Nasi merah. Telur goreng balado. Tumis selada air. Lele goreng. Ayam bakar. Irisan mentimun. Daun kemangi plus sambal merah yang diulik halus. Semuanya saling bertindihan di piring seng blek putih. Penempatan menu yang kurang proporsional membuat motif bunga dan bulan sabit yang menghiasi pinggiranan jenis piring legendaris itu separuh tertutup.
Melihat piring itu bayangan masa kecil saya berkelebat. Terkenang kala jam makan tiba. Ibu dengan sigap mengedarkan perbendaharaan piring seng blek itu kepada anggota keluarga. Piring-piring itu menjadi perkakas makan andalan keluarga kami selama bertahun-tahun.

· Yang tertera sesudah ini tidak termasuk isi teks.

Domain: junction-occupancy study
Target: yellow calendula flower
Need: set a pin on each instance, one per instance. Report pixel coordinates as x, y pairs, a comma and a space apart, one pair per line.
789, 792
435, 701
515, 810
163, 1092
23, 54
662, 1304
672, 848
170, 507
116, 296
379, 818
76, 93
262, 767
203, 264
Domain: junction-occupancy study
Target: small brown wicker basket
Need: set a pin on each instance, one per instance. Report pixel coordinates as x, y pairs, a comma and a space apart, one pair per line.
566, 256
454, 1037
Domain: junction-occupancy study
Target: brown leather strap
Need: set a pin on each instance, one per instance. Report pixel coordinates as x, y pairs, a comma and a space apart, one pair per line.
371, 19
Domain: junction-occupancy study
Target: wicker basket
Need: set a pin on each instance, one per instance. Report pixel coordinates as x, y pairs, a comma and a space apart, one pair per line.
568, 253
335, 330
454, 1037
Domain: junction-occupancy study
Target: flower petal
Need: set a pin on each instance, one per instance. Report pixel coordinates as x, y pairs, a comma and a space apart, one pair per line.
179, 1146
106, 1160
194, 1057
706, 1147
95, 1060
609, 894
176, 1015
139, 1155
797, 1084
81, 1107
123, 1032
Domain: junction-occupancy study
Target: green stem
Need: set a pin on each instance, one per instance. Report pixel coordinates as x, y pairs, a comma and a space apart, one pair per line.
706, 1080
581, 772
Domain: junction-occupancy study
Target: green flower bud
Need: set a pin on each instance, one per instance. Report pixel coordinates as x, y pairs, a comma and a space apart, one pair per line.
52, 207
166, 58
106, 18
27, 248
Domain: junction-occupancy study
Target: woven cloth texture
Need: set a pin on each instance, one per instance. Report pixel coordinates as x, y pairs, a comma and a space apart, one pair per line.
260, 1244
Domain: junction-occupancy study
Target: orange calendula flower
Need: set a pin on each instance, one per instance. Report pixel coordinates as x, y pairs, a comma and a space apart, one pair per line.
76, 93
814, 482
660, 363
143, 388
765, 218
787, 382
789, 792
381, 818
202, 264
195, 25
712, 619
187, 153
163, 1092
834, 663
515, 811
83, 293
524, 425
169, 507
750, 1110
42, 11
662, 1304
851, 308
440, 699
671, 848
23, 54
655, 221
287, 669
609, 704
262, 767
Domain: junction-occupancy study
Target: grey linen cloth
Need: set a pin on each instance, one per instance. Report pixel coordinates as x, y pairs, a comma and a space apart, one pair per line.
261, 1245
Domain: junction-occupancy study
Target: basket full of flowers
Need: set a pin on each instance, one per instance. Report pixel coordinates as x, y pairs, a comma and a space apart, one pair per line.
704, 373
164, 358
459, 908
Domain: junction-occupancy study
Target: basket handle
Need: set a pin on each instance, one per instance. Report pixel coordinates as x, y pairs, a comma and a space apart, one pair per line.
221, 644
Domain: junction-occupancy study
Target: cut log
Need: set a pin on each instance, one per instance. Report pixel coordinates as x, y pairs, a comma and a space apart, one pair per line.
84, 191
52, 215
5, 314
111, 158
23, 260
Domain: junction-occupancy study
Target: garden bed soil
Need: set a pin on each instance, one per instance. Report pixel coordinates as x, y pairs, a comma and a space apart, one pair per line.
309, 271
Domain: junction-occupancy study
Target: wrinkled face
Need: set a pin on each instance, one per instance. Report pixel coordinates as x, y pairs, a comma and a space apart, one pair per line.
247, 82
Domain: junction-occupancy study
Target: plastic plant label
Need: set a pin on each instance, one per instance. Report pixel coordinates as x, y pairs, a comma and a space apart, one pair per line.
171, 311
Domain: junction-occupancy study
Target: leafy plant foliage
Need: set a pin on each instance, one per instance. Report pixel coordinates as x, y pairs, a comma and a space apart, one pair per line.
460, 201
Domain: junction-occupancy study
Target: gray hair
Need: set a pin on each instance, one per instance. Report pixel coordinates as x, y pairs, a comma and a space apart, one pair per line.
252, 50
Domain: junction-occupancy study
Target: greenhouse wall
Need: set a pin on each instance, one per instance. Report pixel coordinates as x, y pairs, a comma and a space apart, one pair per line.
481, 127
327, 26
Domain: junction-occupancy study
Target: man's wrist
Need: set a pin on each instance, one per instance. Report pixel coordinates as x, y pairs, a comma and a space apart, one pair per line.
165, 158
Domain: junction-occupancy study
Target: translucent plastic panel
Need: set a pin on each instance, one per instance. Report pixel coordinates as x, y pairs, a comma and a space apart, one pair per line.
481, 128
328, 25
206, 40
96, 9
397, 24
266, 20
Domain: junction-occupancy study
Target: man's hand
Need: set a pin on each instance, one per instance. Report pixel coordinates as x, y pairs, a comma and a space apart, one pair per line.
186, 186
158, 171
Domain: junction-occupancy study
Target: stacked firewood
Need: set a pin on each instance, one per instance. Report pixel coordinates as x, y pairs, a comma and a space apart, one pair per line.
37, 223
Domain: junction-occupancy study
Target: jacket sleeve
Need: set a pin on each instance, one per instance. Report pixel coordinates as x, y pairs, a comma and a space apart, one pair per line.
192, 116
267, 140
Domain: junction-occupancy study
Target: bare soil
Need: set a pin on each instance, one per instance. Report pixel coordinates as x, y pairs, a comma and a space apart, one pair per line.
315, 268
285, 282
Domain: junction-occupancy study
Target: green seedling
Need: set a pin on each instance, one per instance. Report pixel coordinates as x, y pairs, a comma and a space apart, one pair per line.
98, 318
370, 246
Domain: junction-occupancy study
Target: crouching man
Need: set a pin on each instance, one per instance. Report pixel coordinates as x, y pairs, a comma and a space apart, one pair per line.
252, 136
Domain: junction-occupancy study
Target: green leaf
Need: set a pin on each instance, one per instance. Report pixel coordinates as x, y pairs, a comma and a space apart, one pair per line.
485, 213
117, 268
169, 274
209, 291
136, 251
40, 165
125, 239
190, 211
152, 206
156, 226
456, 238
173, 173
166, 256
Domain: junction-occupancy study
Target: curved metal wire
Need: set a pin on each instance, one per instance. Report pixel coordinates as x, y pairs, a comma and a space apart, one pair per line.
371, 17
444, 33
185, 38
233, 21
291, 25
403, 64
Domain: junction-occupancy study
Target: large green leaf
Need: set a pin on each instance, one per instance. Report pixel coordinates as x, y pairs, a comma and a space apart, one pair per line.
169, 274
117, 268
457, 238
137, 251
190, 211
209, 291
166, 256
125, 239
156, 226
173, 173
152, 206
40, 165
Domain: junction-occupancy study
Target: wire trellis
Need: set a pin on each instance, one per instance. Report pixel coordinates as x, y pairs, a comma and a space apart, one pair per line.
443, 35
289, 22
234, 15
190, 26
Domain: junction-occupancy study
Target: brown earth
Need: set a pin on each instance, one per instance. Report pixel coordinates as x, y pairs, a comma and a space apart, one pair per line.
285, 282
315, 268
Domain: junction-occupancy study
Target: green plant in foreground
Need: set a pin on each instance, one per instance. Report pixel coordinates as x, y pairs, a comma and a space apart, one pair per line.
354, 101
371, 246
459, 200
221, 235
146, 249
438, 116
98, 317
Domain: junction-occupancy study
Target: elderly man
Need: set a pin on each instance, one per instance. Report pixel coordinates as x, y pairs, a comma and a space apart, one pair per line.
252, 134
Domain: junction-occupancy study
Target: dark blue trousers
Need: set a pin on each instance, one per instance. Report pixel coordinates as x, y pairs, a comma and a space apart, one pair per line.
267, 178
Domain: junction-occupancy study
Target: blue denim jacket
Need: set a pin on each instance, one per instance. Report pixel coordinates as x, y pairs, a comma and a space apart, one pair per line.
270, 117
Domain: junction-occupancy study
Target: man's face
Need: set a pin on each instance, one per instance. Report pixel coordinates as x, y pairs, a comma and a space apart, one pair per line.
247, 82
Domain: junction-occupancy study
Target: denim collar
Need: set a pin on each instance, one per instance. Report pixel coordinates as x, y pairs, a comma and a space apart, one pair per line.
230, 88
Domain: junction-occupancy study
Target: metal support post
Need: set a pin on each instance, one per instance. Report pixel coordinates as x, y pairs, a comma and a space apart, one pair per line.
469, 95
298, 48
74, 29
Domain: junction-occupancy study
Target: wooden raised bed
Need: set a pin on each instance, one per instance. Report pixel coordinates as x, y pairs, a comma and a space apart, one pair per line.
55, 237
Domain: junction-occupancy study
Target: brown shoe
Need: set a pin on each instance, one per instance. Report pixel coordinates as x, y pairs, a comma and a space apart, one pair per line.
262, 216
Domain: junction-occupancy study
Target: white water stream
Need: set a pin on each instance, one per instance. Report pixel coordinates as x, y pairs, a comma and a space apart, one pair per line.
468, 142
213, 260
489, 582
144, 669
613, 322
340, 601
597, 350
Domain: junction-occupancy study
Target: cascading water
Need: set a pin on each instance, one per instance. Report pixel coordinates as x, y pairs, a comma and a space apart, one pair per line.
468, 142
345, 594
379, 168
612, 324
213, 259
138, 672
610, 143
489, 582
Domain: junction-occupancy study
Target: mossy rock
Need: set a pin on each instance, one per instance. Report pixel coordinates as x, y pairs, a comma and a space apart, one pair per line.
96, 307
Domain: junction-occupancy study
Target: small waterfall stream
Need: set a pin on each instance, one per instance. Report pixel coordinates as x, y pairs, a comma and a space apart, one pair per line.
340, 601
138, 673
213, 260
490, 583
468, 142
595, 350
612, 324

"Semua makanan ini berasal dari usaha warga di sini," suara berat membuyarkan lamunan.
Hermawan Kristanto namanya. Pria berbaju hitam lengang panjang yang digulung hingga siku itu merupakan kepala Desa Kemudo. Wilayah administratif ini merupakan bagian dari Kecamatan Prambanan, Kabupaten Klaten, Jawa Tengah.
Di bawah pendopo bergaya joglo, ia bercerita tentang kehidupan masyarakat setempat. Lebih dari 50 persen dari 1500 kepala keluarga berprofesi sebagai petani dan buruh pabrik. Mereka mengolah sekitar 125 hektar tanah pertanian yang 15 hektar di antaranya menjadi lokasi industri.
Selain menggunakan lahan yang ada untuk bercocok tanam, warga lokal juga memanfaatkan pekarangan rumah untuk ditanami sejumlah jenis tanaman konsumsi seperti terong dan cabai. Tidak hanya memanfaatkan tanah kosong di sekitar rumah, masyarakat pun menjadikan tembok sebagai medium.
Sejumlah tanaman tumbuh menempel di tembok dengan bantuan penyangga kayu setinggi 30 cm. Lebih dari 20 tanaman dalam polibek hitam berukuran 10 X 15 cm menghiasi perjalanan menuju warung makan dengan desain rumah adat masyarakat Jawa itu.
Selain joglo utama dengan sejumlah kursi dan meja kayu, di sisi kanan terparkir dua gerobak yang biasa digunakan untuk menjaja aneka makanan dan minuman. Bila kapasitas pengunjung meningkat, joglo berukuran lebih kecil di sebelah kiri bisa menjadi pilihan.
Oleh masyarakat setempat, tempat melewatkan malam dengan aneka hidangan yang diracik dari hasil pertanian setempat itu dinamai Angkringan Joglo.